Cross the border and the situation isn’t any different. Militant organisations, or jihadists as they call themselves, are resurging after a hibernation of four years or so. The United Jihad Council, an umbrella group of a dozen Kashmiri militant outfits, proved its strength in Muzaffarabad on this Kashmir Day. And now, they are mobilising supporters for breaching en masse the Line of Control (LoC), the de facto border between Pakistan and India in the disputed territory. It's natural. When 100-plus unarmed Kashmiri protesters are killed by Indian forces in just over four months, Kashmiris on this side of the LoC will definitely feel the pain. India’s reluctance to discuss Kashmir is serving no purpose. It's only adding to the jihadists’ appeal, it’s only feeding hate-mongers and filling pan-Islamic radicals in the Pakistani society with hatred against an ‘infidel’ India.
Conflict between Pakistan and India is in neither side's interest.

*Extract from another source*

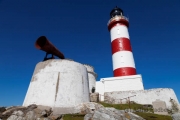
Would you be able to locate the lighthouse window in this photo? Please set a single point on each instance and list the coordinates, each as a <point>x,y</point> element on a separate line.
<point>118,31</point>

It only benefits weapon-producing world powers who need conflicts around the world to keep their ‘war economies’ going. Proof: Britain’s BAE Systems and Rolls Royce won over $1 billion deals in India in June and America’s Boeing clinched $4.1 billion in contracts this month. Pakistan is also trying to catch up, setting aside each year a major chunk of its meagre resources for defence purposes.
Now the question is, do Pakistan and India need stashes of weapons while hundreds of thousands of their citizens are living below the poverty line? Answer: a big ‘no’. Instead maximum resources need to be diverted to improving the living standards of people in the two countries. This is possible only if peace is restored. So for this to happen, let’s bridle our hawks and allow sane voices to be heard, let’s find an out-of-the-box solution to the Kashmir dispute, let’s stop sabre-rattling and talk peace.
Published in The Express Tribune, November 16th, 2010.